Pensa che on Line c’è il così detto Gioco responsabile: oltre ai limiti di gioco puoi auto escluderei temporaneamente o illimitatamente. Cosa che io ho provato più volte fare. Nel momento in cui ho deciso di ricominciare a giocare, in un solo caso mi è stata richiesta una raccomandata per esere riammessa al gioco. In altri casi bastava semplicemente la richiesta on Line, e subito potevo ricominciare a giocare, oppure mi chiedevano il motivo della sospensione, alla risposta: non volevo essere distratta dal troppo gioco, riattivavano immediatamente il conto.
Questo per dirti che è vero che ti scrivono ‘gioca responsabilmente’, ma in caso di ricaduta sono pronti a riprenderti a braccia aperte.
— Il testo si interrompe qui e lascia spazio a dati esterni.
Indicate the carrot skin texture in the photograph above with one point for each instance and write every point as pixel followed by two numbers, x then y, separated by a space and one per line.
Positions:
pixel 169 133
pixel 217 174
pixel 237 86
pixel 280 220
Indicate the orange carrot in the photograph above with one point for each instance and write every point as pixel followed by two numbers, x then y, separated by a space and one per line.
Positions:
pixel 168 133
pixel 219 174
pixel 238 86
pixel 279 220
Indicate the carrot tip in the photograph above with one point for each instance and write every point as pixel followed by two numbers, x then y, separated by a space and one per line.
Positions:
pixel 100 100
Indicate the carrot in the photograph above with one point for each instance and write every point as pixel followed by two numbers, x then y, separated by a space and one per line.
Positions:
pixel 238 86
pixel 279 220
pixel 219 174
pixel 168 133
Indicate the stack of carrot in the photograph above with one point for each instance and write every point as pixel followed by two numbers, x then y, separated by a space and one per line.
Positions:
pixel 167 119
E così sono andata avanti, senza nemmeno la preoccupazione di dover uscire di casa, fino a quando rigirando la borsa, il portafoglio, e la carta di credito mi sono resa conto che avevo usato tutto fino all’ultimo centesimo. Il mio cervello lavorava freneticamente per trovare dei soldi….no, basta mi devo fermare!
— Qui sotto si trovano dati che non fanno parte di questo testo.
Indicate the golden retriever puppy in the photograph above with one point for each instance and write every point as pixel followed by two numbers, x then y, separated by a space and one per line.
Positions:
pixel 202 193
Ho toccato il fondo guardando negli occhi mio marito che in un momento di tenerezza mi ha detto: “…Mi fido di te, sei la mia ragione di vita!!”
La mia anima a quel punto urlava dispiacere, volevo dirgli ‘non fidarti di me, sono sporca…., mi sono sporcata, ho un problema, ho bisogno di aiuto, perché da sola non ce la faccio!’ (…)
Ecco un’altra lettera dal mondo del disagio. Voi cosa rispondereste? Come fermare questa disperazione sempre più devastante?